I'd read once that a person breathes twenty thousand times daily. With each breath and exhale, my chest felt like it was being torn by knives. Forty thousand moments of pain per day. I wanted it to stop so badly.
But my life—however brief—had been good.
I became a Duchess. A noble. Though my illness prevented me from seeing the castle properly, I knew there was a beautiful tomb waiting for me in its catacombs. I'd managed to send food to starving children in Valmonde, and Kaian had promised ten carriage-loads each time, for a total of three hundred carriages. The Duke of Vermont's initial thirty had fed the entire territory for a month. Three hundred would provide relief for ten months.
A good life, I thought.
I didn't want Hannah to cry.
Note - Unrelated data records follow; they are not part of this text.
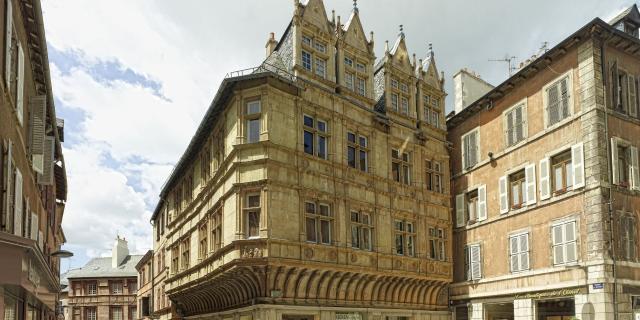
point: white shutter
(524, 251)
(35, 227)
(577, 163)
(504, 196)
(545, 182)
(558, 249)
(476, 262)
(7, 46)
(17, 208)
(635, 174)
(631, 82)
(460, 212)
(482, 203)
(20, 99)
(530, 180)
(38, 107)
(46, 178)
(614, 161)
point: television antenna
(508, 60)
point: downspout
(610, 174)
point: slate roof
(101, 268)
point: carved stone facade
(299, 199)
(547, 208)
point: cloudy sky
(132, 79)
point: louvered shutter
(570, 240)
(8, 207)
(513, 244)
(7, 46)
(460, 210)
(631, 84)
(577, 164)
(38, 105)
(615, 174)
(17, 208)
(558, 249)
(20, 99)
(476, 262)
(524, 251)
(504, 196)
(46, 178)
(482, 203)
(545, 182)
(35, 227)
(530, 180)
(635, 174)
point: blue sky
(132, 80)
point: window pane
(253, 130)
(325, 230)
(308, 142)
(351, 157)
(322, 147)
(311, 229)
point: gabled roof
(101, 268)
(630, 13)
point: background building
(105, 288)
(32, 172)
(547, 187)
(316, 186)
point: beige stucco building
(104, 288)
(546, 186)
(316, 186)
(33, 189)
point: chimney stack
(467, 88)
(271, 44)
(119, 252)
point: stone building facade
(545, 184)
(105, 288)
(316, 186)
(32, 168)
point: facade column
(476, 311)
(523, 309)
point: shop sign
(549, 294)
(348, 316)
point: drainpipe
(610, 174)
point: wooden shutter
(524, 251)
(615, 174)
(17, 208)
(38, 105)
(530, 180)
(545, 181)
(504, 195)
(631, 83)
(460, 210)
(513, 257)
(482, 203)
(476, 262)
(635, 174)
(557, 239)
(8, 197)
(20, 98)
(577, 164)
(46, 178)
(7, 46)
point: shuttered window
(564, 241)
(470, 149)
(519, 252)
(558, 95)
(516, 124)
(473, 262)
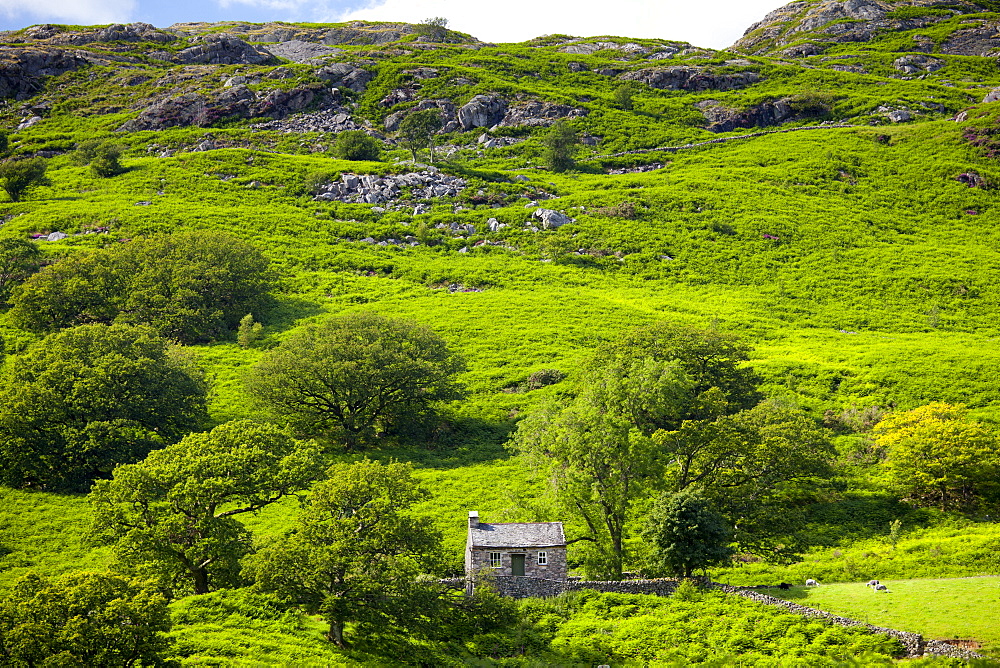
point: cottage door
(517, 564)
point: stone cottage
(536, 549)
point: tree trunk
(200, 581)
(336, 634)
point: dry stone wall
(527, 587)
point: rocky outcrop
(482, 111)
(539, 114)
(23, 69)
(223, 49)
(685, 77)
(298, 51)
(726, 119)
(785, 30)
(237, 101)
(345, 75)
(325, 120)
(918, 64)
(372, 189)
(449, 116)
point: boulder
(918, 64)
(551, 219)
(23, 68)
(223, 49)
(686, 77)
(726, 119)
(539, 114)
(298, 51)
(482, 111)
(345, 75)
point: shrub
(356, 145)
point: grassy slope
(881, 288)
(938, 608)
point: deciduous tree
(356, 552)
(356, 145)
(687, 534)
(560, 144)
(417, 131)
(189, 286)
(172, 516)
(81, 401)
(19, 259)
(352, 376)
(938, 457)
(83, 619)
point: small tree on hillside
(172, 516)
(18, 176)
(82, 619)
(435, 29)
(560, 145)
(418, 129)
(356, 145)
(19, 259)
(687, 535)
(356, 552)
(351, 377)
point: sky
(707, 23)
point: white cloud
(87, 12)
(710, 23)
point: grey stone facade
(530, 549)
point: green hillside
(824, 192)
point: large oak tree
(352, 376)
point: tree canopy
(81, 401)
(687, 534)
(353, 376)
(356, 552)
(19, 259)
(189, 286)
(937, 457)
(172, 516)
(671, 408)
(83, 619)
(417, 131)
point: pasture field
(939, 609)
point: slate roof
(517, 534)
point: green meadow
(860, 270)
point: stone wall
(528, 587)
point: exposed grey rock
(298, 51)
(223, 49)
(686, 77)
(22, 69)
(551, 219)
(917, 64)
(482, 111)
(449, 120)
(539, 114)
(345, 75)
(238, 101)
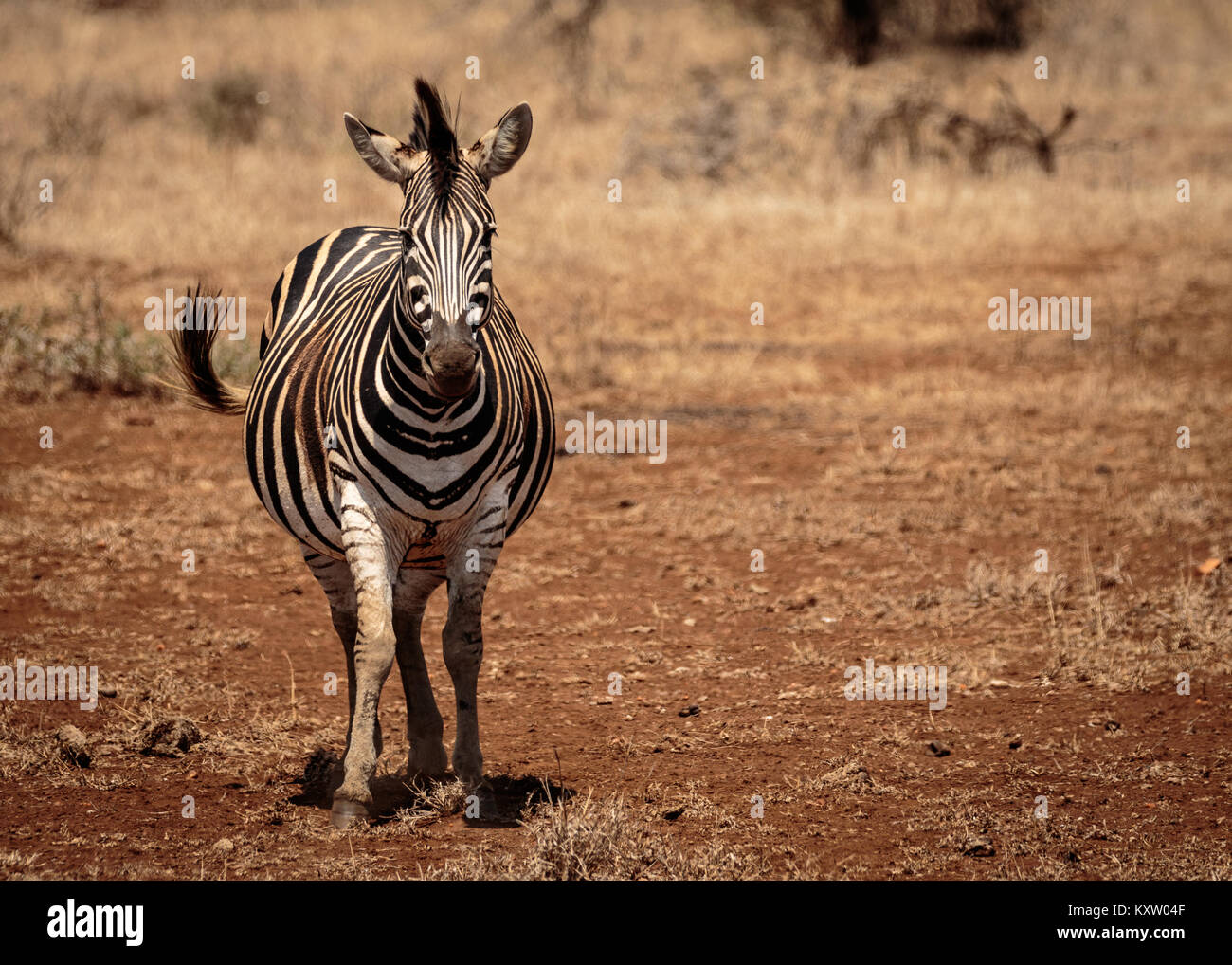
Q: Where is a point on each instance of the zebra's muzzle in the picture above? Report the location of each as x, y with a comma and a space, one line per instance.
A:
451, 365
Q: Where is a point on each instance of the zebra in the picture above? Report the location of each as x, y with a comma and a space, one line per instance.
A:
399, 427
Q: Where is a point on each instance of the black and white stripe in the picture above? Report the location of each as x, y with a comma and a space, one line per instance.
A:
399, 427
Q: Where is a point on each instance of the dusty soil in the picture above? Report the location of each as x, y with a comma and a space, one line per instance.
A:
644, 571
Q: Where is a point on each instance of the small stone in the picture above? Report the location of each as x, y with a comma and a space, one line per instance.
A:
73, 746
978, 846
168, 737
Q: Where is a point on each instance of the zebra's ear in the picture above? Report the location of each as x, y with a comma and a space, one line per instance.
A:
386, 155
499, 149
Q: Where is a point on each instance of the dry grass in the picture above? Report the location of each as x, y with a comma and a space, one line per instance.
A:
734, 191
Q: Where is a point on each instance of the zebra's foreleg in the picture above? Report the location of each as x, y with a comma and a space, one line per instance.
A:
424, 726
373, 569
468, 574
334, 577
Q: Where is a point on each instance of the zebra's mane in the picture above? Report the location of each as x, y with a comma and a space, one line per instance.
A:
434, 134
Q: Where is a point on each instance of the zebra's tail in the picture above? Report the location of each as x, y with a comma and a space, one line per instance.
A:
191, 346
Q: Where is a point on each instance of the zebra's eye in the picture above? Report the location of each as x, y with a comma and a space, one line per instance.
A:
420, 303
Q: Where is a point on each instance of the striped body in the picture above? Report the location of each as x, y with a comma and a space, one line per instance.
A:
340, 394
399, 427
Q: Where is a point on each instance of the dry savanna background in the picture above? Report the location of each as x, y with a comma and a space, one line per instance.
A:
862, 190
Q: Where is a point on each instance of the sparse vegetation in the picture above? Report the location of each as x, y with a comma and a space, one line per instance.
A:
1062, 683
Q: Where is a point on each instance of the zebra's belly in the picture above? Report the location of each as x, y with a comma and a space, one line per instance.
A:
296, 473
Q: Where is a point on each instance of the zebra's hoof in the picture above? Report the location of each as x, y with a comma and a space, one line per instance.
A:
346, 813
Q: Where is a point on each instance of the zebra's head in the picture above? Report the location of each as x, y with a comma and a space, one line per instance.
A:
446, 227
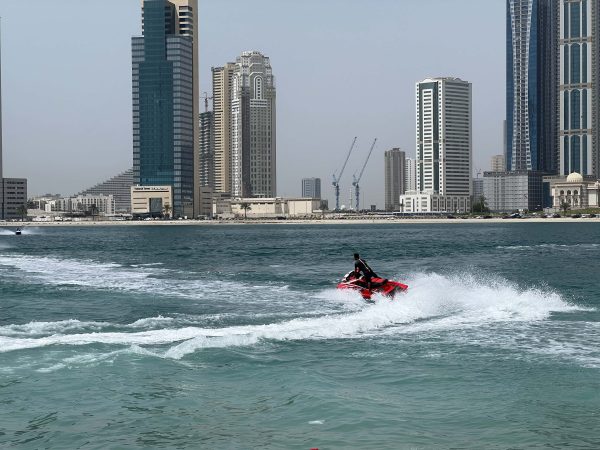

And I'd hoped the Duke of Vermont would understand that I didn't need to be brought back to Valmonde.
The tomb waiting for me had a light pink rose quartz stone. It was quite beautiful. This place was acceptable too.
I would never see the blue diamond.
*But if he keeps his promise to the children...*
With that thought, I felt I could close my eyes peacefully.
*This is ridiculous.*
I opened my eyes at the cold, scolding voice.
"Just because you said you'd do something as soon as you woke up, you think that makes me suspicious you might not eat that small amount of food?"
My eyelids fluttered.
I thought I was in heaven, but is this hell?
Above me, beyond what I'd imagined as my final destination, Kaian stood in pitch-black clothes, his face twisted in displeasure.
*Hiccup.*
I was so shocked I began hiccupping.
"It doesn't hurt," I said, confused.
If I'm not sick, I should be dead. So why—
"I'm... glad it doesn't hurt," Kaian said flatly, rising from the chair where he'd apparently been sitting.
The door opened and Hannah rushed in, her face radiant.
"Miss! You're awake!"
"Uh... uh..." I couldn't form words. My mind was blank.
"How are you feeling?" Hannah asked, her joy evident.
"It's... it's okay."
*I lived?*
Kaian's cold voice drifted from above my head.
"You look disappointed that you couldn't die."